We each have a life story, penned without ink, read by the people around us. Who's writing your story?

Saturday, November 19, 2016

Lessons From the Let-Down

I sank into my favorite chair and took a deep breath. 

Photo by Julie Manwarren
What a week it had been! My sister flew in from Indiana. Two of my daughters and their little sons came in for the weekend. My book signing turned out to be a wonderful time of greeting friends from the community and area churches, some closely associated with my late husband, Barry. They came and they stayed, coffee in hand, seizing the opportunity to catch up with old friends and meet new ones.
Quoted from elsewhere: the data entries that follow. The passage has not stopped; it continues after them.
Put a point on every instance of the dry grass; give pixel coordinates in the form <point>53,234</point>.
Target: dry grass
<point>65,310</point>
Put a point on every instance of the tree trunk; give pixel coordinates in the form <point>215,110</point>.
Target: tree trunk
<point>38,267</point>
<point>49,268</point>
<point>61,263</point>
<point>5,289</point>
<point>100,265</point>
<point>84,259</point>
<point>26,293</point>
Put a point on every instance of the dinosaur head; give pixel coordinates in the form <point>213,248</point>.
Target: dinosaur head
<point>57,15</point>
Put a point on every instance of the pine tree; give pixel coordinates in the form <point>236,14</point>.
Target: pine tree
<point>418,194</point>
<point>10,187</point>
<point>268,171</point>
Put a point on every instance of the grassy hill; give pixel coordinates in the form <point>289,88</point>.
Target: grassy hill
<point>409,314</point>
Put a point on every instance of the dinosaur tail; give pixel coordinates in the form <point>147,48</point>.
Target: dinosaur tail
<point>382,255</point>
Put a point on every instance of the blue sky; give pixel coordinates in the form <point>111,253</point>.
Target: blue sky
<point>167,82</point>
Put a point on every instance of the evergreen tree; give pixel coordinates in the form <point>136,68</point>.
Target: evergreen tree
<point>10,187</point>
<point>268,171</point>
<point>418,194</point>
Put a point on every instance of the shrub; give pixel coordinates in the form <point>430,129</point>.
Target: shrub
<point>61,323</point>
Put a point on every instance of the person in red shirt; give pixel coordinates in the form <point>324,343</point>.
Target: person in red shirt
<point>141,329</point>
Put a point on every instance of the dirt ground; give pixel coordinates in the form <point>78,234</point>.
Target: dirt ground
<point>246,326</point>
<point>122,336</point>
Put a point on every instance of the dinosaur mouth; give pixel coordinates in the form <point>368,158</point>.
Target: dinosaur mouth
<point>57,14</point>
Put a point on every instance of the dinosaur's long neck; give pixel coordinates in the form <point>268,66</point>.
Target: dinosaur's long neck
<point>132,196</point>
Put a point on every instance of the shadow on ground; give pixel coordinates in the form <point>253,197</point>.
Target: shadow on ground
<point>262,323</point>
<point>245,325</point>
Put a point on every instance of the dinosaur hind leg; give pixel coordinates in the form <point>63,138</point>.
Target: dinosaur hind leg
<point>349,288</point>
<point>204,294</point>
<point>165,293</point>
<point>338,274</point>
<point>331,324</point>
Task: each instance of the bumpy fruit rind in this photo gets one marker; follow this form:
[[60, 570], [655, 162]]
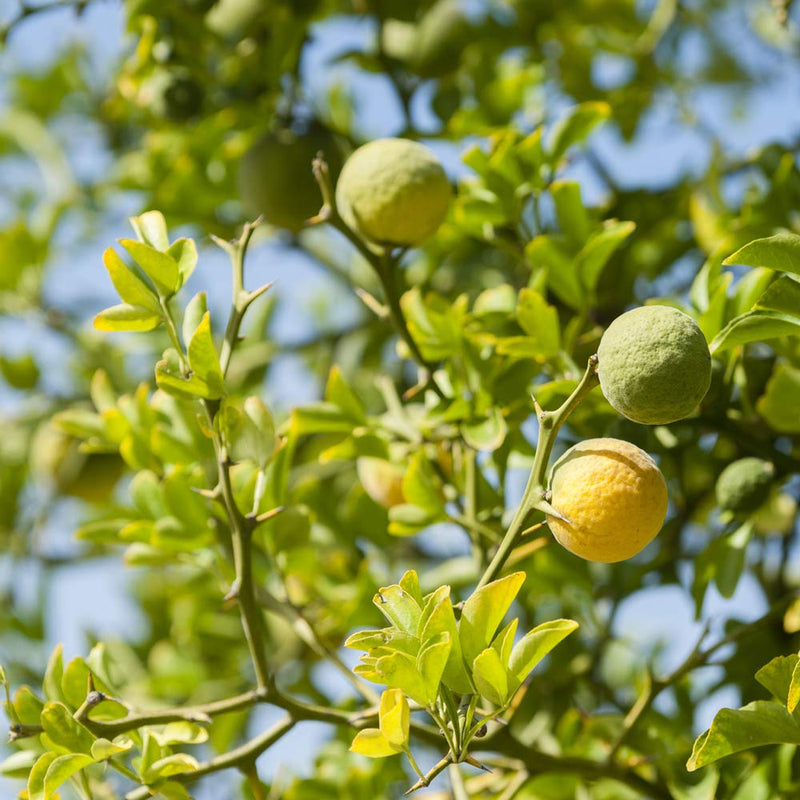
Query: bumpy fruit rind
[[613, 496], [393, 192], [744, 485], [654, 365], [276, 180]]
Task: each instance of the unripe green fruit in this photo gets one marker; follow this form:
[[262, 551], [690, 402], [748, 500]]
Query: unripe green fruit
[[56, 459], [744, 485], [441, 36], [394, 192], [173, 94], [654, 365], [275, 177]]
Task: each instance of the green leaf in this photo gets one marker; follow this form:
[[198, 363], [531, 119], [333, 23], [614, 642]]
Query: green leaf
[[125, 317], [54, 674], [780, 403], [484, 610], [755, 326], [63, 733], [160, 267], [420, 487], [21, 373], [486, 434], [730, 559], [18, 765], [181, 732], [575, 126], [781, 295], [62, 769], [490, 676], [552, 252], [399, 607], [793, 697], [103, 749], [504, 641], [75, 682], [407, 519], [171, 379], [431, 662], [410, 583], [371, 743], [437, 618], [394, 717], [776, 676], [732, 731], [535, 645], [573, 220], [320, 418], [151, 228], [130, 287], [184, 252], [780, 252], [596, 253], [343, 397], [540, 321], [27, 706], [203, 358], [176, 764], [37, 776]]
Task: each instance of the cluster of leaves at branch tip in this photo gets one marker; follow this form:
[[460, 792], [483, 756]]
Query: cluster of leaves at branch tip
[[429, 657]]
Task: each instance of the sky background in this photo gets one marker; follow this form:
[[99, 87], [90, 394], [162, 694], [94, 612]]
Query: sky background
[[92, 597]]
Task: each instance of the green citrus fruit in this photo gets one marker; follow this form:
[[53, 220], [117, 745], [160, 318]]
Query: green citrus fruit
[[394, 192], [744, 485], [275, 177], [654, 365], [441, 36], [612, 496], [57, 460]]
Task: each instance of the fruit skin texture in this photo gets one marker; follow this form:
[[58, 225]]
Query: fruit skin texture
[[275, 177], [393, 191], [744, 485], [614, 497], [382, 480], [654, 365]]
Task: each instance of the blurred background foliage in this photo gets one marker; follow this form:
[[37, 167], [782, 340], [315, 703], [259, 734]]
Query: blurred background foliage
[[683, 149]]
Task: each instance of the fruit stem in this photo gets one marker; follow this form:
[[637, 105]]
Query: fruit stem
[[384, 265], [550, 423]]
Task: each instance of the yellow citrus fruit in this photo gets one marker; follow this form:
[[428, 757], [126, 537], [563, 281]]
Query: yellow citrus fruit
[[382, 480], [393, 191], [654, 365], [613, 496], [276, 180]]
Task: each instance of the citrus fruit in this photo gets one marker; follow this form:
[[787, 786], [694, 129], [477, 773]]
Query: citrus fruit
[[744, 485], [393, 191], [275, 177], [613, 497], [382, 480], [654, 364], [441, 36]]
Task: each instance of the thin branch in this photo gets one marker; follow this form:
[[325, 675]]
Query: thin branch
[[697, 658], [534, 496]]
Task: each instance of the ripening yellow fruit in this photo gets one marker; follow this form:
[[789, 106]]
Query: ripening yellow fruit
[[394, 192], [613, 496], [382, 480]]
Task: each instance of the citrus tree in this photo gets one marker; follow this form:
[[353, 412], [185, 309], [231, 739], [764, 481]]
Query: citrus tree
[[535, 390]]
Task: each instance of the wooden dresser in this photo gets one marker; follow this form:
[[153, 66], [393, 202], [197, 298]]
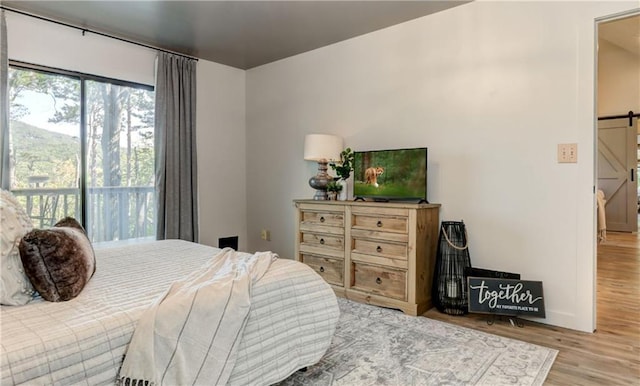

Afterward, the family gathered around my dining room table to sip soup and recount God's blessings as many took our story home with them that day

Photo by Julie Manwarren
On Monday evening, my sister, and I enjoyed our dad's famous chili, and together, watched old slides, once again hearing his navy stories and enjoying poses of us as little girls with very young parents. The next couple days we shared meals, raked up leaves (Dad's and mine), and enjoyed just being together until Wednesday evening, when Barb boarded a plane heading west and I led a Bible study on Chapters 11-14 of my book. 

On Thursday, I fulfilled my time in the dentist chair, ran to the Ronald McDonald House to present them with a check (proceeds from the book signing) and a copy of Penned Without Ink for their library . . .  then finally found my chair.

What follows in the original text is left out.